A HUGE increase in government borrowing from domestic sources in the immediate past financial year does not, indeed, augur well for the economy. While the total government borrowing in 2015–16 was Tk 40,392 crore, about 45 per cent higher than that in 2014–15, most part of the debt, which was Tk 33,688 crore, as New Age reported on Saturday, came from non-banking sources, 95 per cent of which belonged to sales of savings tools. Moreover, the borrowing from banking sources increased by 264 per cent to Tk 6,704 crore in 2015–16 from Tk 1,841 crore in 2014–15. Although the borrowing from foreign sources increased by 18.51 per cent to Tk 12,699 crore, compared with the corresponding period of the previous year, as of May 2016, foreign grants stood at only Tk 3,218 crore in the period, which was 6.69 per cent lower than the previous year’s receipt. The staggering increase in the past year’s domestic borrowing was a consequence of the shortfall in external borrowing, especially the low-cost one, and grants, which can be attributed to the reported lukewarm relationship between the incumbents and foreign countries and agencies generally regarded as the source of concessional loans disbursed usually at less than 1 per cent interest rate.

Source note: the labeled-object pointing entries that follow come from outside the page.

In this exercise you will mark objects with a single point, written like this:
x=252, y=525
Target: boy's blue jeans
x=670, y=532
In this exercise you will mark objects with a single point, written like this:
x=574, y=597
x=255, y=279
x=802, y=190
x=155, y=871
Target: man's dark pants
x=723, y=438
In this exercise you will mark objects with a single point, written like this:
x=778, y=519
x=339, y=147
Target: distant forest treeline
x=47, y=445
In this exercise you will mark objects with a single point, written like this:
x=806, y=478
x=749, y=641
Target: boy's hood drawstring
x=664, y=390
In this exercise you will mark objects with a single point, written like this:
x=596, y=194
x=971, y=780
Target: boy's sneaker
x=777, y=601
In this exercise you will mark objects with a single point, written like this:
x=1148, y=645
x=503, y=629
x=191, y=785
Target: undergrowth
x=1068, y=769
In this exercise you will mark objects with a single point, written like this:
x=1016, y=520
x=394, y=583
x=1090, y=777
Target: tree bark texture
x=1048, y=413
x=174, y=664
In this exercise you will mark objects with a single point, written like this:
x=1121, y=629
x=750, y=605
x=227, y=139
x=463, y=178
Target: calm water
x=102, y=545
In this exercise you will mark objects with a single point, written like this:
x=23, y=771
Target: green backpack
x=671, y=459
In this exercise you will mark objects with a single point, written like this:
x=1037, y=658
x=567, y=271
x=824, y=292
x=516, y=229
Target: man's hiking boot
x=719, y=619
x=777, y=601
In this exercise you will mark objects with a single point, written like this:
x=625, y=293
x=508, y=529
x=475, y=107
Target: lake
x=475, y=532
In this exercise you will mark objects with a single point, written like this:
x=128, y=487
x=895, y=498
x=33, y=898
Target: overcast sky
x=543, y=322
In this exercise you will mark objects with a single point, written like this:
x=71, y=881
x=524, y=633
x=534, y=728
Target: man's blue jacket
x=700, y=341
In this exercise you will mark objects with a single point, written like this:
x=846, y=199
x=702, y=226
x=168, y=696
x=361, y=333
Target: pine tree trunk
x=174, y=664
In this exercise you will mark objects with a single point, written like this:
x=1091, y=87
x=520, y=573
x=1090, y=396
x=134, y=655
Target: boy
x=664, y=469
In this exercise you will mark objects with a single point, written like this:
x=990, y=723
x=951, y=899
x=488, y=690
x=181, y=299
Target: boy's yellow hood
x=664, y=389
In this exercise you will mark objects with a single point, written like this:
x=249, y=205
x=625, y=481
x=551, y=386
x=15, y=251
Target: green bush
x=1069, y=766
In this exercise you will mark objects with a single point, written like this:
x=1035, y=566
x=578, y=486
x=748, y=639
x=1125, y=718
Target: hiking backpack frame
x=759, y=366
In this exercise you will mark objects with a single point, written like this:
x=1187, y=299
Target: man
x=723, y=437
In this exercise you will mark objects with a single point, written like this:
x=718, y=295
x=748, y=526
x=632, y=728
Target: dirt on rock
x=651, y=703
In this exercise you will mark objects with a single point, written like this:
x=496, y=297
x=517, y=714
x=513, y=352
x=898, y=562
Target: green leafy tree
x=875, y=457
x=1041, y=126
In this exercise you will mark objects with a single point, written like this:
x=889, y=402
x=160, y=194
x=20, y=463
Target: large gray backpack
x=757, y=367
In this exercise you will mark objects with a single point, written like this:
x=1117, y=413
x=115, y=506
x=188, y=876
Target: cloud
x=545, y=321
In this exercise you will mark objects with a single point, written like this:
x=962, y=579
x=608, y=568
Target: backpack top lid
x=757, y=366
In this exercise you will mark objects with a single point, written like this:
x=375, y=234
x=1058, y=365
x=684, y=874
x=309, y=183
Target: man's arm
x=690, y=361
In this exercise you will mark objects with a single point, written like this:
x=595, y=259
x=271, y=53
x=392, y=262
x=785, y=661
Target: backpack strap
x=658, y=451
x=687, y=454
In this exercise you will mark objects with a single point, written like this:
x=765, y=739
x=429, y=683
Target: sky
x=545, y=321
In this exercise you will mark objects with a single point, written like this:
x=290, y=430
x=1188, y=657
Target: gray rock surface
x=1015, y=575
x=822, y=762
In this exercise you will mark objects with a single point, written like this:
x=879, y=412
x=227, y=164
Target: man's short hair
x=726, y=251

Although the total borrowing was within 5 per cent of the gross domestic product, as estimated in the budget, the worrying increase in domestic borrowing, if allowed to continue, is likely to adversely impact the economy, in general, and the banking sector, in particular. The largest portion of the debt, as mentioned earlier, came from savings tools that were sold at up to 12 per cent interest rates, much higher than the interest rates at which commercial banks collected deposits. Banks now collect deposits at little more than 5 per cent interest rate. Hence, the more the sales of savings tools, the more commercial banks will lose depositors at a cost of their business. At the same time, the situation will require the government to spend a huge amount unnecessarily on the repayment of debt every year, which will deprive different sectors involving high public interests, such as education and health, of necessary allocations. It may also end up harming the macroeconomic management crucial for the smooth functioning of the economy. It is important to note that although sales of savings tools were originally intended to help fixed- and low-income people get some extra earning, reports have it that a large section of wealthy people, including many undisclosed money holders, have been investing in the scheme in recent years, amidst an overall declining investment climate for various reasons, including political uncertainty.
The government is expected to immediately take corrective measures, including ensuring better debt management, to help the economy to run smoothly. It needs to reduce its over-dependence on internal borrowing, in the process, by confining savings scheme to pensioners, aged people and small savers.